I use limestone in my tank. The water won't exeed pH 8.5 no matter how much dissolves.


----------



## IloveCichlids (Jul 11, 2005)

You can use crushed coral, argonite, or check out this special cichlid substrate http://www.drsfostersmith.com/product/prod_display.cfm?pcatid=8976&ref=3636&subref=AC&N=2004+113553. These will all buffer your water to get you a higher PH. If you have a substrate such as Tahitian Moon Sand, gravel, or silica sand you can use dead coral or any limestone to buffer the water as decorations.

As far as hardness they do make chemicals for that. I use cichlid essential. It is specialy formulated for African Rift Lake tanks.
http://www.drsfostersmith.com/Product/NavResults.cfm?ref=3636&subref=AC&N=2004+113003

As far as stocking it kind of depends on what is available in your area and if you want Mbuna, Haps and/or peakocks. If you want Mbuna stick with those only. You can mix Haps and Peakocks together, although some of those get a little bigger than some of the Mbuna.

Hope this helps some.


----------



## Orbital (Jun 11, 2005)

What are the dimensions of the tank? Longer tanks are generally better suited for Mbuna. Since territory is important with them. Alot of the Haps will get too large for that setup I think. You could do a group of Aulonocara (Peacocks) but they don't mix well with most Mbuna. Although I'm mixing them at the moment and so far so good.

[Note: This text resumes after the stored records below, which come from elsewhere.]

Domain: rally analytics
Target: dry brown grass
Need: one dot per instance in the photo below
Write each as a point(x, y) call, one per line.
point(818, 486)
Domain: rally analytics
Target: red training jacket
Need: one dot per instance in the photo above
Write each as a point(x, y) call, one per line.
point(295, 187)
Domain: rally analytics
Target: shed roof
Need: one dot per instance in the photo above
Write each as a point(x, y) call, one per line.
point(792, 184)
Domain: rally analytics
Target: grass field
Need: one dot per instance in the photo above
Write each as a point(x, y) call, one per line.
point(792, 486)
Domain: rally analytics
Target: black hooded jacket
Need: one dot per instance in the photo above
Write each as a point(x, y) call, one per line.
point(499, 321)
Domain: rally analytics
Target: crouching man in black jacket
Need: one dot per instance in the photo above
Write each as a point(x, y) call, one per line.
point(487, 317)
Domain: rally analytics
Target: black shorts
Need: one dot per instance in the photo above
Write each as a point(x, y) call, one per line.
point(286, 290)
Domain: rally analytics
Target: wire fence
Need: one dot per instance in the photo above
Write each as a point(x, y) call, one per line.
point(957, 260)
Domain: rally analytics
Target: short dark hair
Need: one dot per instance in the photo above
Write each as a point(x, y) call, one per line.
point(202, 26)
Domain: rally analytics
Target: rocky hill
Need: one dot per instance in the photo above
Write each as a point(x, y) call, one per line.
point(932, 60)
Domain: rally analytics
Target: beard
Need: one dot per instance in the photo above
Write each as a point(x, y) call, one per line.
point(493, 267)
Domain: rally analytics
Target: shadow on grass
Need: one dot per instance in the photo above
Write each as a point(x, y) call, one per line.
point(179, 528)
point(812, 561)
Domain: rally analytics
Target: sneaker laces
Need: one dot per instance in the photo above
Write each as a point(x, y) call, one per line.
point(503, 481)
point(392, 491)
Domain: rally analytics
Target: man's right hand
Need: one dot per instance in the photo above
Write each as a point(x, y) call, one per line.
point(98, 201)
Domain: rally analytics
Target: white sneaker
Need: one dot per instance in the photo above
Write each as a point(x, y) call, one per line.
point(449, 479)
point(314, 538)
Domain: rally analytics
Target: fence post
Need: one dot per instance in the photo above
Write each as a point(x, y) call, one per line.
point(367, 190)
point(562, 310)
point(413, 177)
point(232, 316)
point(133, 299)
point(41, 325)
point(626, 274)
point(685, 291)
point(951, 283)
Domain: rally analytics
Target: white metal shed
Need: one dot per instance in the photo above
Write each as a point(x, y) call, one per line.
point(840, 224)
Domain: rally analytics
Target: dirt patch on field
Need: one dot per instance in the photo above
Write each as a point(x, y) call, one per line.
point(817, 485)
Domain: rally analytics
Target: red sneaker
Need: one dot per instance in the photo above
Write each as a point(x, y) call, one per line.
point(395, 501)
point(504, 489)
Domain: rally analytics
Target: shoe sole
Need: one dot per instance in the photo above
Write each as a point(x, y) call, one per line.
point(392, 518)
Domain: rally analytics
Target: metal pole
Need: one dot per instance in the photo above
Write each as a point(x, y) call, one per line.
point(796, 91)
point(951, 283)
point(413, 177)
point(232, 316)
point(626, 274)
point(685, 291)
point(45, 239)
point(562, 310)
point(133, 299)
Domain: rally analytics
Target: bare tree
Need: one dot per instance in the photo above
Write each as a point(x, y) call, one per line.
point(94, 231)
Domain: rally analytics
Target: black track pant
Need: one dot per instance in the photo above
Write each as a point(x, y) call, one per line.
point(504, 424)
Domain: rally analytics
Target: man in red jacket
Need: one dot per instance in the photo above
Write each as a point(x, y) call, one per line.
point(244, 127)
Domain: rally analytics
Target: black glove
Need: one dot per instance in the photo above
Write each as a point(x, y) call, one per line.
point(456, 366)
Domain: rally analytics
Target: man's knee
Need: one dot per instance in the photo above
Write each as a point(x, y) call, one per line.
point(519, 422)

If you go with mbuna, I would stick to just two species. Possibly a 3rd if its Acei since they are open water swimmers for the most part and won't really take up a territory other then when spawning. They will find a flat rock or just spawn on the substrate. Shoot for one male and multiple females, 3-5 or more. Male Mbuna are generally intolerant of eachother, although you can "fine-tune" setups to house more then one male with experience, time & effort, and a close eye on the situation.


----------



## Jonno (May 22, 2005)

its a bow front long and curved at front not sure on dimensions but i might order it 2 moz


----------